Miss Havisham remains in her wedding gown for an event that has been and gone. I had an idea my mum was stuck in a similar moment. Only it had to do with an argument with my dad. Her frown gave her away. A frown that could be traced back to the original moment. I had an idea that whatever my dad had said still rang in her ears.
YOU CANNOT BE ANY MORE STUCK THAN the only white person living among black people. Mr. Watts was another I regarded as stuck. He had given us Pip, and I had come to know this Pip as if he were real and I could feel his breath on my cheek. I had learned to enter the soul of another. Now I tried to do the same with Mr. Watts.

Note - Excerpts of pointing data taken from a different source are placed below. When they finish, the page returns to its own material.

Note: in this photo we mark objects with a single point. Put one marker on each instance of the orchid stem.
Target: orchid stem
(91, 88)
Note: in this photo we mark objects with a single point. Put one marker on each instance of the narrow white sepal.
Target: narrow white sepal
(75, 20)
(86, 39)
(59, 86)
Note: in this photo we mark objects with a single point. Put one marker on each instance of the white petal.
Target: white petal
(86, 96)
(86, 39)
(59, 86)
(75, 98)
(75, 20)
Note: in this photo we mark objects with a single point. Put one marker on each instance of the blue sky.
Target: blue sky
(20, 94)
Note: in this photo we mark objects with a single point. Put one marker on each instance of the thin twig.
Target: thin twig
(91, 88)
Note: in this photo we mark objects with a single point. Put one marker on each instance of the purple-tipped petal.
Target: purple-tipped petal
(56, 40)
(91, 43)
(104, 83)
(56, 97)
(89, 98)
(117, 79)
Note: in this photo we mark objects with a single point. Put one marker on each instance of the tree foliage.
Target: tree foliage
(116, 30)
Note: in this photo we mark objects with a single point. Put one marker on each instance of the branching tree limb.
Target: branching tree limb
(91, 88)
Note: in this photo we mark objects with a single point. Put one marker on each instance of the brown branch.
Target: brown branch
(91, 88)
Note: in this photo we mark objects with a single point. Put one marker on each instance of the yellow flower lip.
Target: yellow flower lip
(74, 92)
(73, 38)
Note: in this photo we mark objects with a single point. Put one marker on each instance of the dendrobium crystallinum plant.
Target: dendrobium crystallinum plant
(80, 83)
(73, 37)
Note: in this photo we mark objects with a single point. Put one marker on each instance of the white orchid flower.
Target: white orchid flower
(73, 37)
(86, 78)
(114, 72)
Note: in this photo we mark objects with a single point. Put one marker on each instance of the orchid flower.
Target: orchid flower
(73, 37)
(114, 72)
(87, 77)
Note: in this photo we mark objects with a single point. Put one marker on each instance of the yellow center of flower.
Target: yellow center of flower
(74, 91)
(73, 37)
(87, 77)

I watched his face and I listened to his voice and I tried to hear how his mind ticked, and what he thought. What was Mr. Watts thinking as our mums and dads, our uncles and aunts, and sometimes an older brother or sister came to share with the class what they knew of the world? He liked to position himself to one side as our visitor delivered their story or anecdote or theory.
We always watched Mr. Watts’ face for a sign that what we were hearing was nonsense. His face never gave such a sign. It displayed a respectful interest, even when Daniel’s grandmother, stooped and old on her canes, peered back at our class with her weak eyes.